If every request always goes to the same model regardless of complexity, this is not a multi-model router — use a simpler archetype.
Coding assistant
Your app helps developers write, review, explain, or debug code. Prompts are large (code files, diffs, instructions) and outputs are large (generated code, explanations). Token costs are higher than a typical chatbot.
Does this sound like your app?
- □Users paste code or file contents into the prompt
- □The AI generates substantial code in response (not just a short answer)
- □Input prompts are typically 2,000+ tokens
- □Output responses are typically 500–2,000 tokens
Real-world example
A PR review tool. Developer opens a pull request — the app sends the entire diff (3,000 tokens) to an LLM and gets back a detailed code review (1,200 tokens). Output pricing matters a lot here.
If users are asking general programming questions without pasting code, this might be a Simple chatbot.
Document processor
Your app processes documents in bulk — summarizing, extracting data, classifying, or translating them. This runs in the background, not in real time. Because it's async, you can use cheaper batch pricing.
Does this sound like your app?
- □Documents are processed automatically, not triggered by a user waiting for a response
- □You process many documents at a time (invoices, contracts, reports, emails)
- □Results don't need to appear instantly — minutes or hours is fine
- □The input is always a document, not a conversational message
Real-world example
A legal tech tool that summarizes contracts overnight. 500 contracts uploaded — each goes through one LLM call to extract key clauses. No user is waiting. Batch API gives 50% off.
If users are waiting in real time for the result, this isn't batch-eligible and the cost model changes significantly.
Multi-step agent
Your app gives an AI a goal and lets it figure out the steps itself — using tools, making decisions, and iterating until it's done. Each step is a separate LLM call. A task that takes 10 steps costs 10× a single-call task.
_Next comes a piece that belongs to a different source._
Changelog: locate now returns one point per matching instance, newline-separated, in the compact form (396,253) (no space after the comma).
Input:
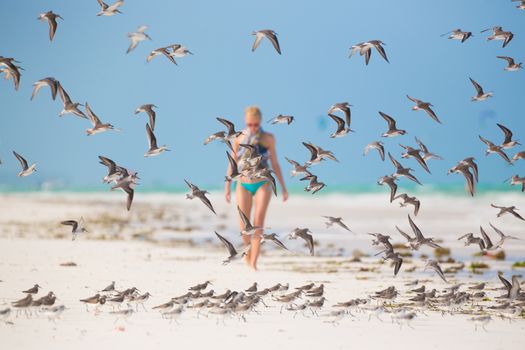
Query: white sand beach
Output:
(166,244)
Does this sound like your app?
- □The AI decides what to do next based on previous results
- □Your app uses tools — web search, code execution, API calls, file operations
- □A single user task triggers 5 or more LLM calls
- □The number of steps is unpredictable — some tasks take 3 steps, others take 15
Real-world example
An autonomous research agent. User says 'find me the 5 best competitors to my SaaS and summarize their pricing.' The agent searches the web, visits each site, extracts pricing, compares, and writes a summary — 8–12 LLM calls per task.
If the number of LLM calls per task is always exactly 1–2 and predetermined, this is probably a simpler archetype.